The Director’s Loan Account (DLA) is the account which shows how much money has been taken from the business (before dividends) or how much you have spent on the business using your own funds. At the end of the financial year your Directors loan account will either owe you money or you owe the company money.
This account should reflect any non-dividend cash withdrawals made by the director and the personal expenses paid using businesses money/credit card. On the other hand, any money you have put into the business from your personal account should be reflected as well.
Directors loan accounts can become a bit of a mess and can come under scrutiny from HMRC and shareholders.
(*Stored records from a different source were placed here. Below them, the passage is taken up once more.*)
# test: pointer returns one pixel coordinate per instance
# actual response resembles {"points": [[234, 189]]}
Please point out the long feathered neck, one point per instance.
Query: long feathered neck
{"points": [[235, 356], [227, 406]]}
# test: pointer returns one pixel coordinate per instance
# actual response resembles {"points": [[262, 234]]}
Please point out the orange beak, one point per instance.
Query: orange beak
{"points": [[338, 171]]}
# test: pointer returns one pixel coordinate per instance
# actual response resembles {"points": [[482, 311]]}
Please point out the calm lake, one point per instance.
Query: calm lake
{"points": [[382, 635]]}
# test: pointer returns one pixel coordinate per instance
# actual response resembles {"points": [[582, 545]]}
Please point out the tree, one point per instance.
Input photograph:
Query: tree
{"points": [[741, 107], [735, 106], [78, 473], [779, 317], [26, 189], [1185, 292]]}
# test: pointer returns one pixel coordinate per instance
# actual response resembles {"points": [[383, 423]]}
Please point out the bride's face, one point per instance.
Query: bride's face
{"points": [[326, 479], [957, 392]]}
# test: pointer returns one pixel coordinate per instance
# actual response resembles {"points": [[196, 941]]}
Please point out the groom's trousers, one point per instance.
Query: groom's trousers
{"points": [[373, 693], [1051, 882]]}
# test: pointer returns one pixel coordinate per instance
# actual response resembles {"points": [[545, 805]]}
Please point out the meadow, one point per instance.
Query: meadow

Having a Directors Loan Account is only a problem when you are overdrawn and you cannot afford to repay it.
Do I need to pay tax on the director’s loan account?
If at the company’s year end, the director’s loan account is overdrawn by more than £10,000, you will need to pay tax on this amount unless it is repaid within 9 months and 1 day of the company’s year-end.
For example, if the director’s loan account is overdrawn by £10,000 by year end 30 June 2020, the director’s loan needs to be repaid by 01 April 2021 to avoid tax.
If this has not been done, the overdrawn director’s loan account would mean that the business would have to pay 32.5% on top of the amount outstanding. When the loan is repaid to the company by the director, HMRC repays the tax to the company. You need to claim this back within 4 years.
What if I owe the business money?
If you are shareholder/director and the loan was more than £10,000 at any point in the year, this will be treated as a benefit in kind (BIK) and would attract a Class 1A National Insurance at 13.8% on the whole amount.
This will then be reported on your self-assessment
What are Bed and breakfasting rules?
HMRC have added new tax avoidance rules to prevent directors from manipulating the director’s loan account and therefore avoid tax.
What are these rules? If a director(s) repays the loan before the year end or within the following 9 months to avoid the charge of 32.5% and then immediately taking out a similar amount from the company shortly after then the following rules apply. If you do this, you will have to prove this is real through the motive test. Therefore, if this happens, it needs to be a real transaction rather than a clever way of avoiding tax in perpetuity.
What if the business owes me money?
The company may owe you money if you have pumped in money into the business at the start of its life or the business has cashflow issues and needs to be shored up. There is no corporation tax on money owed to you by the business and any withdrawals from the business to your own account is not taxed.
If you charge interest on the company loan, you will need to report the interest in your self-assessment.